As penance for being such a wuss, I have to buy the first round. While I’m getting our drinks, I tell myself I’ll probably never live this down. Any respect T.J. may have had for me is long gone.

I walk back to where he’s found us a table and hand him his beer.

“You know,” he tells me smugly, “everyone in this bar is undressing me with their eyes.”

“Really?” I say. “I didn’t know this was a gay bar.”

T.J. sighs in pretend annoyance. He can’t think of a good comeback, so he just calls me a brat.
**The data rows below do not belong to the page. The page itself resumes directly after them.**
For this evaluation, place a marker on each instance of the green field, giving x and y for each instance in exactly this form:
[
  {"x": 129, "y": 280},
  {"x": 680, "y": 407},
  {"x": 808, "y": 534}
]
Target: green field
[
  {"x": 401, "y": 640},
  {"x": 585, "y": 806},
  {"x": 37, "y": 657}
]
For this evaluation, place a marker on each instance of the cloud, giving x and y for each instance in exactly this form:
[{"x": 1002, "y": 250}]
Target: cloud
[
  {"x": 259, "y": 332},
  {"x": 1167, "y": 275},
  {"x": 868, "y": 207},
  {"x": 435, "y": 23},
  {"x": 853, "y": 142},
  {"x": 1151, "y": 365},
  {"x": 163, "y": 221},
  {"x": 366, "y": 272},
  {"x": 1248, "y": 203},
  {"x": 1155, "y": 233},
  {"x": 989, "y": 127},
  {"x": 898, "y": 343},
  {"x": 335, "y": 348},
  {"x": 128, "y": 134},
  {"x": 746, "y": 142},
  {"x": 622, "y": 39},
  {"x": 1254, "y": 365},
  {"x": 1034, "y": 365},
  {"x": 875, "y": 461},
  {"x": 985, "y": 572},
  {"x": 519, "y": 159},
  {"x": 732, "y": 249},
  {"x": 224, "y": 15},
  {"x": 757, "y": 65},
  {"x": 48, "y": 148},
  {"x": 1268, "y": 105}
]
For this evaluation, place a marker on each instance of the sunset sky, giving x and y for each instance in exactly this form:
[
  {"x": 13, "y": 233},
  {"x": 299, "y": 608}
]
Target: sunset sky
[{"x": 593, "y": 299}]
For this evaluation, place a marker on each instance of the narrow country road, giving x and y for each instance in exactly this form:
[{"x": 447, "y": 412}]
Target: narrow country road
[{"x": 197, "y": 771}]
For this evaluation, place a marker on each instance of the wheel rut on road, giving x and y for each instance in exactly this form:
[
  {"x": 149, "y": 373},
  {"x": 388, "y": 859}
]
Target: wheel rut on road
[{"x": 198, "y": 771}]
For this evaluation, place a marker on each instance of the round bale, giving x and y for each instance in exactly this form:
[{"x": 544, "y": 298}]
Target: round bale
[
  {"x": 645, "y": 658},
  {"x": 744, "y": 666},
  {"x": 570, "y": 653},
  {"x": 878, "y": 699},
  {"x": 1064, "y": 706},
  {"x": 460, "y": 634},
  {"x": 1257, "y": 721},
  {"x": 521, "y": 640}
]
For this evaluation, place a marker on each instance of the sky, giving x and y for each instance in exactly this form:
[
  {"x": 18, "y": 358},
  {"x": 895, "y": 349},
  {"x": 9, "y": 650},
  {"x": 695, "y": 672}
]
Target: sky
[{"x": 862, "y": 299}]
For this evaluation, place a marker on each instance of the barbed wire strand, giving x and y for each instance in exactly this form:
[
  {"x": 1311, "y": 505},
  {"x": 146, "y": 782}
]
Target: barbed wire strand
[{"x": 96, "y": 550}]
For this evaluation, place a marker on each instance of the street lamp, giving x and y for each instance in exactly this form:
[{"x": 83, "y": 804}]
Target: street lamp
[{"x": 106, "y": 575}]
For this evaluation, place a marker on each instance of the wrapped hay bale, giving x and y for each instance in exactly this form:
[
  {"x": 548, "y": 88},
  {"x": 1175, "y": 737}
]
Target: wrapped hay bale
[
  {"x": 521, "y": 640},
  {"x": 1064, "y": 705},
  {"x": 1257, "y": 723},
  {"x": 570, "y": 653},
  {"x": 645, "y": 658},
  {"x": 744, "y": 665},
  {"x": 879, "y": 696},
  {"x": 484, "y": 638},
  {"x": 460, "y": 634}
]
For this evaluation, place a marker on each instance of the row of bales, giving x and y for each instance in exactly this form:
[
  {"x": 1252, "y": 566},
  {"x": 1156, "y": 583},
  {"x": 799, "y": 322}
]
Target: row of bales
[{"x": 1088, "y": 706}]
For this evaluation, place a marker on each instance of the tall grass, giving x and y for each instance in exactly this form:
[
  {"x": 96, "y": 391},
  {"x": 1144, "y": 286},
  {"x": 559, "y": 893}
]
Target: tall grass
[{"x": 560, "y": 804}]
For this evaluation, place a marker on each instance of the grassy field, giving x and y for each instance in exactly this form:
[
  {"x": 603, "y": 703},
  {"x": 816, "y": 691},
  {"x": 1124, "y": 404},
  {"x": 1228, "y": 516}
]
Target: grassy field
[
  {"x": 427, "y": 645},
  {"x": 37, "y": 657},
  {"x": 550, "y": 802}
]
And I’m back on top again!

Later, as we settle into beer drinking and people watching, T.J. begins to talk to me seriously about life and relationships. He can see now all the mistakes he made with girls in the past. It’s shockingly out of character for him to admit to weakness like this. But even more startling is how, as he’s talking, as he’s calmly laying out his failures and regrets, I find myself respecting him more than I have in all the time I’ve known him.

I think about something Steve once said to me: that I should let people see a softer side of me. Is he right? I don’t know, can’t possibly know unless I try it. But that would be like testing the thickness of ice by standing on it. There’s no way to tell you’ve made a mistake until it’s too late.